Career and Job Search Guide

Military Counselor

Just like civilians, people in the military often only need to meet with counselors to discuss minor problems or correct bad habits. Not every service member working with a counselor is struggling with post traumatic stress syndrome. In some cases, members of the military seeking help from a counselor resolve their problems after a few visits with a counselor.

Many service members working with counselors have more serious problems and need to improve their ability to cope with stress and improve personal relationships. Frequently, service members schedule appointments with military counselors to adjust to a new assignment or deal with emotional problems. For example, a private who is having a tough time adjusting to the rigors of military life may meet with a counselor a few times before adjusting to military life.

Military counselors frequently work with family members of military personnel. Family members frequently struggle when loved ones are ordered to serve multiple deployments or are constantly in dangerous situations. Young children whose parents are deployed overseas sometimes engage in anti-social behaviors to express their anxiety and frustration. Military counselors would assist any member of a service member's family seeking to cope with stressful situations.
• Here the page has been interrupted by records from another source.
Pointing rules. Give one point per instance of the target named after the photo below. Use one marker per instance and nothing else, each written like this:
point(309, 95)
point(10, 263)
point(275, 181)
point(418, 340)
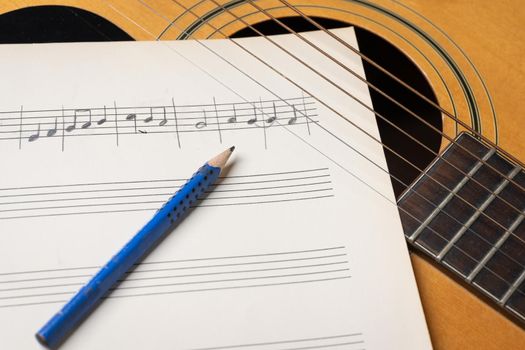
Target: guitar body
point(471, 55)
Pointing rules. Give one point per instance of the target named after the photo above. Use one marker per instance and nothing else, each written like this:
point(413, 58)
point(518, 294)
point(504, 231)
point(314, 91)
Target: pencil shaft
point(166, 218)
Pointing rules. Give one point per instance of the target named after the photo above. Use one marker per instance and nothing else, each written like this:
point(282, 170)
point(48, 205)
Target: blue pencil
point(60, 326)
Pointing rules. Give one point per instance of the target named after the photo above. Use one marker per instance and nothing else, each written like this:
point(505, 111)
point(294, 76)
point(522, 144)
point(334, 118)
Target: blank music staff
point(165, 277)
point(35, 126)
point(349, 341)
point(146, 195)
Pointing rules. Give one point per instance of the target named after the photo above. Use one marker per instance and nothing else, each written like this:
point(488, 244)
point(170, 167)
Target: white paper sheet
point(299, 247)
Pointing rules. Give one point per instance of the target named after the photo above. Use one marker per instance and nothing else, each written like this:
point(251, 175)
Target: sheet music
point(299, 246)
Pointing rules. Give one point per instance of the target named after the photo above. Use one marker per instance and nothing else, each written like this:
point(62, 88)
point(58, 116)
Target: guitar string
point(292, 132)
point(502, 278)
point(481, 213)
point(399, 156)
point(258, 9)
point(371, 109)
point(394, 204)
point(392, 76)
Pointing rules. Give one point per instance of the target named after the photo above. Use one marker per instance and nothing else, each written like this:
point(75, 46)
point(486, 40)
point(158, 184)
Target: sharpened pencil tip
point(220, 160)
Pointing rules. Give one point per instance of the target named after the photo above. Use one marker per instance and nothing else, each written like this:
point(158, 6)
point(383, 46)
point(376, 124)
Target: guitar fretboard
point(467, 212)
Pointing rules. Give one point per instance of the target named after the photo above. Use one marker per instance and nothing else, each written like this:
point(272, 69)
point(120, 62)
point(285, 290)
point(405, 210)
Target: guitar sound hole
point(394, 61)
point(65, 24)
Many veterans returning from war zones struggle readjusting to life at home. They often return to work immediately, must attend to family duties, and cope with any wartime mental or physical trauma. As a result, many veterans seek the assistance of military counselors. Likewise, family members of veterans struggle with the fear that their loved ones will be sent back to war.

Military counselors spend a lot of time working with disabled veterans. This is not only challenging for veterans, but families as well. Oftentimes, counselors working with family members who lose loved ones in combat will refer these individuals to psychologists capable of providing extended or specialized treatment.
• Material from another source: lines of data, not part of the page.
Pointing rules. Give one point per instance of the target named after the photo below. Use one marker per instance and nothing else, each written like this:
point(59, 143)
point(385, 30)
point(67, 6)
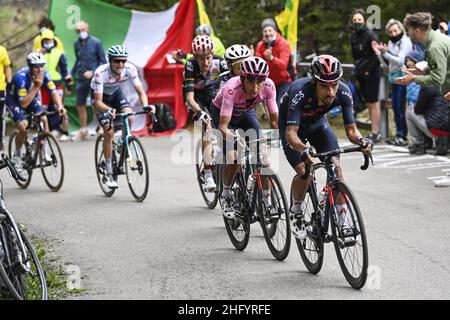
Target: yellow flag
point(287, 22)
point(203, 16)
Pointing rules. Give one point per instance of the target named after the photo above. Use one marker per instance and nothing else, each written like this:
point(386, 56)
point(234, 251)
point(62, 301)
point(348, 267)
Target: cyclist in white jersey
point(109, 97)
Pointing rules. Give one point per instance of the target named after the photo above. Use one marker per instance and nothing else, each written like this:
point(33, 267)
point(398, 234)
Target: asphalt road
point(172, 247)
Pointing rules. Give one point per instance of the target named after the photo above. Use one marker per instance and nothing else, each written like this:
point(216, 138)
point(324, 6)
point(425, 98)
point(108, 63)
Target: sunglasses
point(117, 61)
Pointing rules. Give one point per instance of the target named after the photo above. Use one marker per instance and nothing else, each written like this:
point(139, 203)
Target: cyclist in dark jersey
point(302, 118)
point(202, 77)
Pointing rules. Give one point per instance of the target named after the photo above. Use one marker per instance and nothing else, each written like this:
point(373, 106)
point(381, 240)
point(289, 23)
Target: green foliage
point(323, 25)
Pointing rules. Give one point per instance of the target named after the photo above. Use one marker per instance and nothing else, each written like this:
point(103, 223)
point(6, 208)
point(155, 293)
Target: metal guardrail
point(383, 96)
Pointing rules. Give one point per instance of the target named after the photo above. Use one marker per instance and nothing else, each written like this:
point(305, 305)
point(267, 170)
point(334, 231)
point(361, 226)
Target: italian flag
point(148, 36)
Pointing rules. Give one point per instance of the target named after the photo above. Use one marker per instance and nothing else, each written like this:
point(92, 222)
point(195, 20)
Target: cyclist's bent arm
point(273, 118)
point(57, 100)
point(98, 102)
point(353, 133)
point(26, 100)
point(224, 121)
point(195, 107)
point(293, 139)
point(142, 95)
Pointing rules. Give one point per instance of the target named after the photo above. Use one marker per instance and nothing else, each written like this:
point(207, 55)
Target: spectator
point(443, 27)
point(367, 69)
point(204, 29)
point(5, 80)
point(57, 68)
point(89, 55)
point(434, 109)
point(394, 53)
point(46, 24)
point(438, 53)
point(417, 127)
point(277, 52)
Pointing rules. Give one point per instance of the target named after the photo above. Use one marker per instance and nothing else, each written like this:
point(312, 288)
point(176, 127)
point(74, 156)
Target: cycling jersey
point(204, 87)
point(300, 108)
point(232, 101)
point(106, 82)
point(20, 85)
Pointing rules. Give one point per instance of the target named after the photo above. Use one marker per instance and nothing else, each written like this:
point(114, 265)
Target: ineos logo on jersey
point(298, 97)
Military counselors deal with many different types of issues. However, most issues they deal with are somehow related to military service. Therefore, it is a good idea for people wanting to work as a military counselor to understand issues members of the military deal with and the culture of the armed forces.

In many circumstances, military counselors provide cognitive-behavioral or other more extensive therapies when working with their patients. This is usually the case when working with veterans suffering from severe mental trauma. Military counselors treating severe problems are usually required to complete specialized training programs or have extensive experience.

Many opportunities exist for people interested in military counseling careers. Depending on the branch, tuition reimbursement is available for people intending to work as military counselors who are completing graduate programs. Opportunities also exist for civilian counseling professionals interested in working with service members.

People interested in military counseling careers usually complete counseling master's programs. After graduation, candidates can become licensed after completing a state certification program. Civilians interested in working for the military must be licensed counselors.

People currently enrolled in PhD counseling programs can find plenty of internship opportunities in military hospitals. In order to obtain an internship, a military service commitment is required. Following graduation, there will be plenty of opportunities available for those who have successfully completed internships.

Since there is a difference between counseling and clinical psychology, (counselors specialize in helping people overcome bad habits while clinical psychologists work with people struggling with serious mental or emotional health problems), people interested in working as military counselors should be aware of the differences before pursing this career.